Many areas in the Pacific Northwest are named for the plant, including Camas Valley, Oregon; the city of Camas, Washington; Lacamas Creek in southern Washington;[27] the Camas Prairie in northern Idaho (and its Camas Prairie Railroad); Camas County in southern Idaho;[28] and Kamas, Utah.
Camas was an important component of the diets of most indigenous groups located in the Pacific Northwest. However, not all indigenous groups harvested camas themselves. Instead, many relied on trade in order to procure it.
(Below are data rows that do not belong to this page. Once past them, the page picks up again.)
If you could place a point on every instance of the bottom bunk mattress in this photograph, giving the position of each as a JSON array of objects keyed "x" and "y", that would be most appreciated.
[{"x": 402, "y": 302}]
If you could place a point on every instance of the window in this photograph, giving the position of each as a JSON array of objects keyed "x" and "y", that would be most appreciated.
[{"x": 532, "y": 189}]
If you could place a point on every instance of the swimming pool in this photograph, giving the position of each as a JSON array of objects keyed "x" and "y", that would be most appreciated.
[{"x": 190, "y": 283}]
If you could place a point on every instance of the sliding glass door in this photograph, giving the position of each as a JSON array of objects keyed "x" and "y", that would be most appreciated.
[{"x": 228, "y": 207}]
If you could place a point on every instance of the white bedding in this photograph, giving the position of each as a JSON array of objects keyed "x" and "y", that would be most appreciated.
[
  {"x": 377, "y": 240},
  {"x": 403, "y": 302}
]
Indigenous groups that lived in environments that suited camas production, such as the Coast Salish, developed networks of exchange in order to procure a variety of goods and foods, such as cedar bark baskets and dried halibut.[29]
In North American Indigenous cultures, trade had economic as well as diplomatic functions, with ceremonies such as the potlatch serving as a means to legitimize an individual's rule and establish their status as a provider.[30] Camas was frequently traded in large volumes for such occasions.[31]
As indigenous land-management techniques have been theorized as having had a significant impact on the maintenance of the Garry oak ecosystem,[32] one of the primary ecosystems in which Camassia quamash grows, researchers have investigated the potentiality of anthropogenic transport through an investigation of the genetic structure of Camassia quamash.[18] Despite historical evidence for anthropogenic maintenance of camas plots and transportation through Indigenous trade networks,[29] analysis of the genetic structures of Camassia quamash have not substantiated theories of anthropogenic dispersal. The distribution of Camassia quamash across the Pacific Northwest is most likely the result of postglacial migration. These results imply that the degree of anthropogenic dispersal of Camassia quamash that occurred was not of such a scale as to leave a marker in the plant's genetic structure.[18]